EAST PALESTINE - The project to replace a century-old water tank that holds the village's primary water supply moved forward this week.

Council this week approved contracting with Gateway Tank for the Wheathill Reservoir project that began taking shape in 2008 after an order from the Ohio Environmental Protection Agency.

Citing health and safety concerns the agency had initially ordered the village to replace the 19- by 50-foot tank's flexible cover roof with a solid roof in the early 2000s but decided within the last year that the entire tank should be replaced instead.

Council members debated earlier this year whether to replace the 275,000-gallon above-ground tank or have it rehabilitated. Replacing was estimated to cost little more than $500,000, with a rehab estimated at roughly $200,000. The decision to replace the tank was reached in April by a 4-2 vote.

Contracting with Gateway for the tank's replacement was approved unanimously this week and the village will pay the company $478,669. It was the lowest of two bids received, with the other at $532,000 from Marucci and Gaffney Excavating.

The contract was passed as emergency legislation, which means it will take effect immediately. Councilman Fran Figley said residents should know why it was considered an emergency.

Council members had previously said they didn't like for legislation to be passed as an emergency and believed it was being done too often.

Village Solicitor Shirley Smith said legislation is made an emergency when it is related to the health, welfare and safety of residents and that the reservoir project falls under these guidelines as it is a public water supply.
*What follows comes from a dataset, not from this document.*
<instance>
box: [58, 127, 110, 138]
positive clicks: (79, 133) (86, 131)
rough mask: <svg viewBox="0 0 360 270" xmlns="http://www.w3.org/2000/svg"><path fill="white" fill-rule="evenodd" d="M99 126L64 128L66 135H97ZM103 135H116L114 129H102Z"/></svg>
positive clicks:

The EPA has labeled the reservoir a "significant deficiency" because it does not meet 10 state standards. Violations include the poor condition of the roof and the inability to perform an inspection of the brick structure.

The village already has more than $200,000 available in the form of a grant and $248,000 in the form of a 20-year, zero interest loan through the Ohio Public Works Commission for the project.

The project is anticipated to be completed by the end of this year.

In other business, council also approved selling the 1983 Chevy Truck and confirming the appointment of Kevin Dickey as chief of police. Dickey was promoted from acting chief to chief on Sept. 25 and his salary is set at $53,206.